On Friday night, three fires joined to form a mega fire in the Snowy Mountains that straddle the border between the states of Victoria and New South Wales (NSW), Efe news reported.

This second gigantic fire – after that of Gospers Mountain, which has been raging in the west of Sydney and burnt an area equivalent to seven times the area of Singapore – has led to concerns among authorities, along with the possibility of other fires fusing, despite recent rainfall that was, however, insufficient to control the blazes.

“Hopefully, we will not see more thunderstorms and more dry thunderstorms and lightning strikes causing new fires,” NSW Rural Fire Service Commissioner Shane Fitzsimmons told the media on Saturday.

Police and Emergency Services Minister Lisa Neville said that while it has rained in some areas affected by fires, such as East Gippsland, the danger now was the possibility of thunderstorms causing flooding and consequently endangering firefighters and emergency service workers.

Australia has experienced episodes of catastrophic fires since September 2019, the most serious being on New Year’s Eve.

Cooler weather has been forecast for the next seven days as some 2,800 firefighters will look to establish containment lines.

“It would appear that we have got at least a week, it will probably be the best seven days we have had without a rise of very dangerous fire ratings,” said the NSW fire chief.

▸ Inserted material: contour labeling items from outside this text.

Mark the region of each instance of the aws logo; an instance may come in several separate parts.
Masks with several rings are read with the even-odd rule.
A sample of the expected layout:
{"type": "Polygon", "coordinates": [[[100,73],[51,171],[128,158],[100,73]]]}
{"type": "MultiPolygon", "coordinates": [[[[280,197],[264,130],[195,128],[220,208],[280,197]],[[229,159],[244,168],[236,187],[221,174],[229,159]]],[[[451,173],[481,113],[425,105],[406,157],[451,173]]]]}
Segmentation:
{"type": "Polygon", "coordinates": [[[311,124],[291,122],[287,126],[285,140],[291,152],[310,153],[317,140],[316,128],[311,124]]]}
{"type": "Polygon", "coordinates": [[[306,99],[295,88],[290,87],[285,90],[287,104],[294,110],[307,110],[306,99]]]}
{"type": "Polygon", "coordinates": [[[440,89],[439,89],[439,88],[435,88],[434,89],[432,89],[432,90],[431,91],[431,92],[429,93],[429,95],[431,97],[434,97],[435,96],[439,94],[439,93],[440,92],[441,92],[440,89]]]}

Since September, the fires have ravaged more than 80,000 square kilometres, an area larger than Ireland, and left 27 people dead, besides an estimated one billion wild animals.

The fires have released some 349 million tonnes of carbon dioxide into the atmosphere over the past four months, according to the non-profit Periodistas por el Planeta (Journalists for the Planet), compared to the 532 million tonnes of total annual emissions by the country in all of 2018.